Nor allow a woman to have an abortion. Nor limit gun owners' rights. In fact, they said, a gun license from one state should be valid in all.
So went the tenor of Friday's debate among seven of 10 Republican candidates from Pennsylvania vying to take on Sen. Bob Casey (D., Pa.) next fall.
That is, until the subject of the Penn State scandal came up - and one candidate revealed that he had been a victim of childhood sexual abuse.
The six men and one woman who took the stage at the Plaza hotel struck chords of fiscal and social conservatism, in opening statements as well as during the question-and-answer period.
During the event, staged as part of the annual Pennsylvania Society gathering, all said they could not support a federal deficit-reduction plan that included any tax increases, and almost all advocated reducing or capping spending.
"I was raised on paying bills and not running up debt," said Sam Rohrer, a former state representative from Berks County.
The candidates agreed that an idea championed by President Obama - a temporary surcharge on personal incomes over $1 million to extend the payroll tax cut - was unfair and would amount to class warfare.
Laureen Cummings, a nurse and an activist with Scranton Tea Party, said of taxes. "That's our money. They are taking money out of our pockets to invest in what they want, not what we want."
To varying degrees, the candidates also agreed that Iran must be kept from having nuclear weapons.
Lawyer Marc Scaringi of Cumberland County said he thought a better strategy was to engage the Iranians and to de-escalate tensions via negotiations: "I don't think we should be encouraging the beating of the drums of war."
All seven said they could not support a judicial nominee who backed abortion rights. All said Roe v. Wade should be overturned, with many adding there should be no circumstances under which a woman could seek an abortion.

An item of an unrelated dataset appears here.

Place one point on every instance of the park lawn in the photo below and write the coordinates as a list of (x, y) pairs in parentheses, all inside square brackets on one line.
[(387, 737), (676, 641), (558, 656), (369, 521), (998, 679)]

"Can any one of you sitting here tell me when a person becomes a person?" asked Vietnam veteran Dave Christian of Bucks County.

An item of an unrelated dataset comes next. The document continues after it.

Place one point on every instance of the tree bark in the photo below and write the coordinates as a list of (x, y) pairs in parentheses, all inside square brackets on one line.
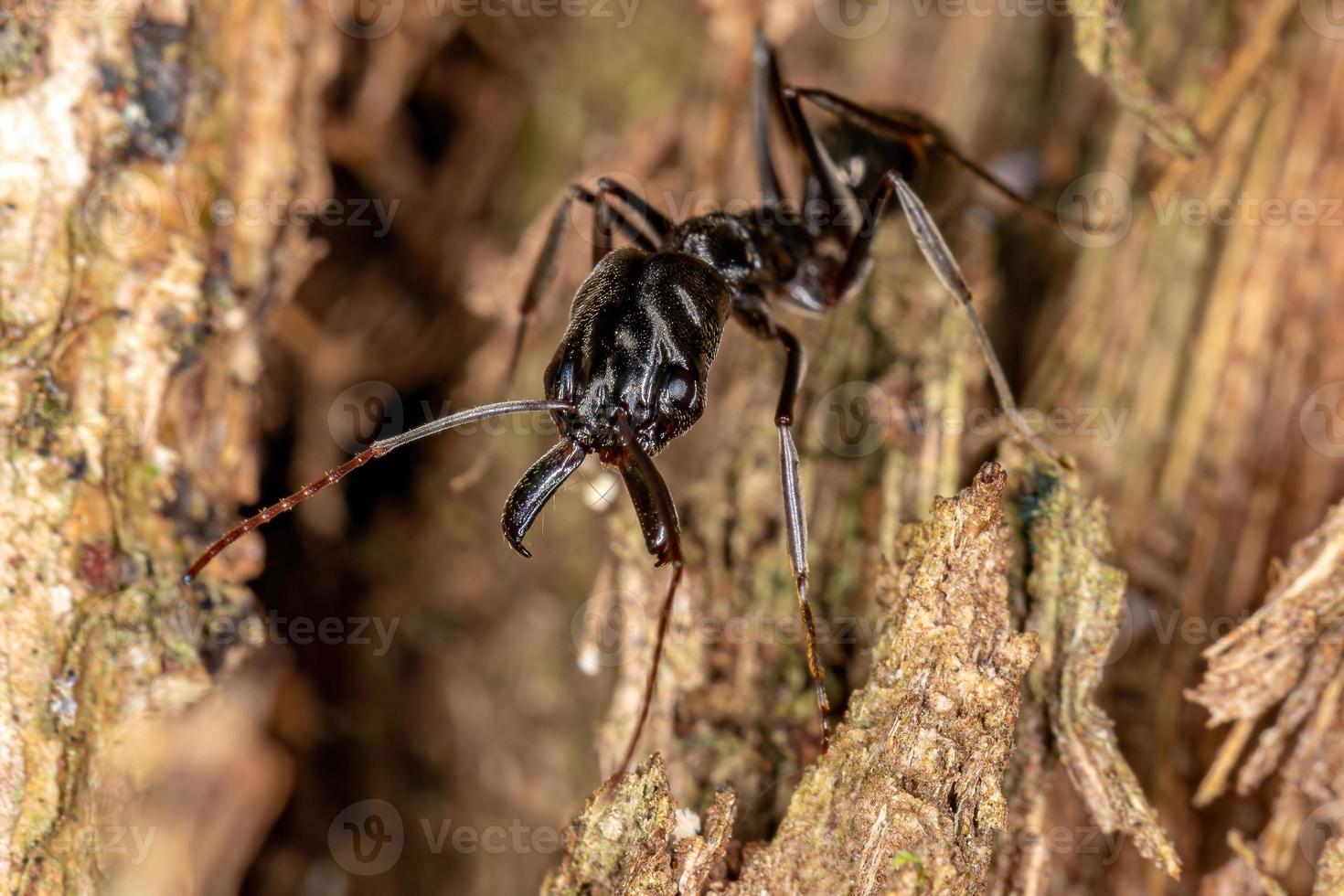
[(132, 311)]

Modern medical technology, said entrepreneur Steve Welch of Chester County, has made it possible to see images of a life growing inside a woman's body, which he said has contributed to the number of Americans who are against abortion.
Cummings said she had been brought up in foster care and was a teenager when her twins were born. Pittsburgh-area businessman Tim Burns said that his parents, too, were teens when they had him - and that his mother's parents disowned her for that decision.
And that was not the debate's most personal moment.
When the seven were asked about the child-sex-abuse scandal at Pennsylvania State University and whether they believed football coach Joe Paterno was justly fired, all said they did, based on what they had read.
Christian went on to say that when he was 7, he had been a victim of sexual abuse. Retired Army Sgt. Robert Mansfield said that the issue was personal for him, as well - and that he did not want to elaborate.
The debate was sponsored by the Pennsylvania Business Council Education Foundation. Questioners included Inquirer chief political writer Thomas Fitzgerald.
Absent from the event but also running in the GOP primary are: Tom Smith, a former coal-company owner from southwestern Pennsylvania; Bedford County pharmacist John Kensinger; and John Vernon, a retired Army colonel from Tioga County.